Correlation Between Maple Leaf and Grey Cloak
Can any of the company-specific risk be diversified away by investing in both Maple Leaf and Grey Cloak at the same time? Although using a correlation coefficient on its own may not help to predict future stock returns, this module helps to understand the diversifiable risk of combining Maple Leaf and Grey Cloak into the same portfolio, which is an essential part of the fundamental portfolio management process.
By analyzing existing cross correlation between Maple Leaf Green and Grey Cloak Tech, you can compare the effects of market volatilities on Maple Leaf and Grey Cloak and check how they will diversify away market risk if combined in the same portfolio for a given time horizon. You can also utilize pair trading strategies of matching a long position in Maple Leaf with a short position of Grey Cloak. Check out your portfolio center. Please also check ongoing floating volatility patterns of Maple Leaf and Grey Cloak.
Diversification Opportunities for Maple Leaf and Grey Cloak
0.23 | Correlation Coefficient |
Modest diversification
The 3 months correlation between Maple and Grey is 0.23. Overlapping area represents the amount of risk that can be diversified away by holding Maple Leaf Green and Grey Cloak Tech in the same portfolio, assuming nothing else is changed. The correlation between historical prices or returns on Grey Cloak Tech and Maple Leaf is a relative statistical measure of the degree to which these equity instruments tend to move together. The correlation coefficient measures the extent to which returns on Maple Leaf Green are associated (or correlated) with Grey Cloak. Values of the correlation coefficient range from -1 to +1, where. The correlation of zero (0) is possible when the price movement of Grey Cloak Tech has no effect on the direction of Maple Leaf i.e., Maple Leaf and Grey Cloak go up and down completely randomly.
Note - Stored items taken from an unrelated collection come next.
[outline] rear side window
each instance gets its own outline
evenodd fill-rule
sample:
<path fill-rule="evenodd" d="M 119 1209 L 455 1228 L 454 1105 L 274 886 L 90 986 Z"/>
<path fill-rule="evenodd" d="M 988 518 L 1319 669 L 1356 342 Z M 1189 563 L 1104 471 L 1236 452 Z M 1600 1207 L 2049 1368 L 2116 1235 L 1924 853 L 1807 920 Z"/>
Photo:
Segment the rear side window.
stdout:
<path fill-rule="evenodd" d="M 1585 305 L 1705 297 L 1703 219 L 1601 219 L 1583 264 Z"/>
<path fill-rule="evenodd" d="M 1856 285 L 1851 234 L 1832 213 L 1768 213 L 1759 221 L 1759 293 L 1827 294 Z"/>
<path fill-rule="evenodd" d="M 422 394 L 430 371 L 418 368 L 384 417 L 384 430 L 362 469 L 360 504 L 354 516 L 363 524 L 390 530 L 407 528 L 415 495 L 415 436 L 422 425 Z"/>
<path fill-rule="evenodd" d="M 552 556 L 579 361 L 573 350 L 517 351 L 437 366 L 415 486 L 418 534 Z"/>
Pair Corralation between Maple Leaf and Grey Cloak
Assuming the 90 days horizon Maple Leaf Green is expected to generate 1.13 times more return on investment than Grey Cloak. However, Maple Leaf is 1.13 times more volatile than Grey Cloak Tech. It trades about 0.08 of its potential returns per unit of risk. Grey Cloak Tech is currently generating about 0.06 per unit of risk. If you would invest 2.00 in Maple Leaf Green on September 19, 2024 and sell it today you would earn a total of 0.41 from holding Maple Leaf Green or generate 20.5% return on investment over 90 days.
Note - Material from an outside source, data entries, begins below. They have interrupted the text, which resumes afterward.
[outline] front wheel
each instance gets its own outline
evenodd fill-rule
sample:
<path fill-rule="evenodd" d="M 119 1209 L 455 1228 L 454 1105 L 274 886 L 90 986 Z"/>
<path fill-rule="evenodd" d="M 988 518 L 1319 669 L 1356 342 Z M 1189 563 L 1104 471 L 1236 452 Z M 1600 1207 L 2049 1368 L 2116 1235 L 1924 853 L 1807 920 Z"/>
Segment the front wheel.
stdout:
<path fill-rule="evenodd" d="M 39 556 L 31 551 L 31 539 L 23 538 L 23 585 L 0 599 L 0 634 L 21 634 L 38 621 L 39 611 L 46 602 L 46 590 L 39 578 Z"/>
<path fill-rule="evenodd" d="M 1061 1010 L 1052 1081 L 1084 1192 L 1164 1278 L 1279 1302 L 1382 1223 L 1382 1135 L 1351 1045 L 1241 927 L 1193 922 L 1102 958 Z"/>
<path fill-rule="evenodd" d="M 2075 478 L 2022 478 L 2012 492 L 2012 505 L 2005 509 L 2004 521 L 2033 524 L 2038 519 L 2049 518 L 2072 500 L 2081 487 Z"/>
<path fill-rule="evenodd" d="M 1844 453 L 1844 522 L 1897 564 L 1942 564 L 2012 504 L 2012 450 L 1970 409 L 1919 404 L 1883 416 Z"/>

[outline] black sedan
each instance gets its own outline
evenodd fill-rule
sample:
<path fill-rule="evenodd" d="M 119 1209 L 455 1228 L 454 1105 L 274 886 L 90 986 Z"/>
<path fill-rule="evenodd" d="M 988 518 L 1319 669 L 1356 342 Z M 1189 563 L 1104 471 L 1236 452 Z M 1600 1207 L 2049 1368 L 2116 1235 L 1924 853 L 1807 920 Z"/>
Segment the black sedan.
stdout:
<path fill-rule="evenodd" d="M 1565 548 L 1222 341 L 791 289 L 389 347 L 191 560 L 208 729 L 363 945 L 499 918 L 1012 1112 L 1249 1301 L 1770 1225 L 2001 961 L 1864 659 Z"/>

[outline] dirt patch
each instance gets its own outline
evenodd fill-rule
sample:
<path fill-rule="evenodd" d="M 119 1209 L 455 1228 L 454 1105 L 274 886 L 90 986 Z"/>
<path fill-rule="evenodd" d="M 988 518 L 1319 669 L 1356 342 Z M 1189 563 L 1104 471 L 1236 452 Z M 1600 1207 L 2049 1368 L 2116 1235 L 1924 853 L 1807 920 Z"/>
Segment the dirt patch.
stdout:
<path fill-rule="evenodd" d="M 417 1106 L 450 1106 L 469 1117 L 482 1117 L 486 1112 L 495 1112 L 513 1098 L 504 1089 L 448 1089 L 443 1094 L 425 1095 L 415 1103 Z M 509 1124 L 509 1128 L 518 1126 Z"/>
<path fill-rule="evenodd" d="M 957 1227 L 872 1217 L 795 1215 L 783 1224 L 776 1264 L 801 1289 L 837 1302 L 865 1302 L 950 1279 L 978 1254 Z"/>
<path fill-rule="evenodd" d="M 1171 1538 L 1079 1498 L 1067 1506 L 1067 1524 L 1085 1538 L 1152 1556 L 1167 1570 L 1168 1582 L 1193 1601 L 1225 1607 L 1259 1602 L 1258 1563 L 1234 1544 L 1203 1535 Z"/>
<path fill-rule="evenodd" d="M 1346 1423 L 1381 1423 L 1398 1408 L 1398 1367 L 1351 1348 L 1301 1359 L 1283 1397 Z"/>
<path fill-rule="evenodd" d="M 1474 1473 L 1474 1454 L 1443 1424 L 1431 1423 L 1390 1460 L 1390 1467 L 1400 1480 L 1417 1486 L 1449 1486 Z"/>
Time Period | 3 Months [change] |
Direction | Moves Together |
Strength | Very Weak |
Accuracy | 85.52% |
Values | Daily Returns |
Maple Leaf Green vs. Grey Cloak Tech
Performance |
Timeline |
Maple Leaf Green |
Grey Cloak Tech |
Maple Leaf and Grey Cloak Volatility Contrast
Predicted Return Density |
Returns |
Pair Trading with Maple Leaf and Grey Cloak
The main advantage of trading using opposite Maple Leaf and Grey Cloak positions is that it hedges away some unsystematic risk. Because of two separate transactions, even if Maple Leaf position performs unexpectedly, Grey Cloak can make up some of the losses. Pair trading also minimizes risk from directional movements in the market. For example, if an entire industry or sector drops because of unexpected headlines, the short position in Grey Cloak will offset losses from the drop in Grey Cloak's long position.Maple Leaf vs. Grey Cloak Tech | Maple Leaf vs. CuraScientific Corp | Maple Leaf vs. Love Hemp Group | Maple Leaf vs. Greater Cannabis |
Grey Cloak vs. ManifestSeven Holdings | Grey Cloak vs. Pure Harvest Cannabis | Grey Cloak vs. Ionic Brands Corp | Grey Cloak vs. CuraScientific Corp |
Check out your portfolio center.Note that this page's information should be used as a complementary analysis to find the right mix of equity instruments to add to your existing portfolios or create a brand new portfolio. You can also try the My Watchlist Analysis module to analyze my current watchlist and to refresh optimization strategy. Macroaxis watchlist is based on self-learning algorithm to remember stocks you like.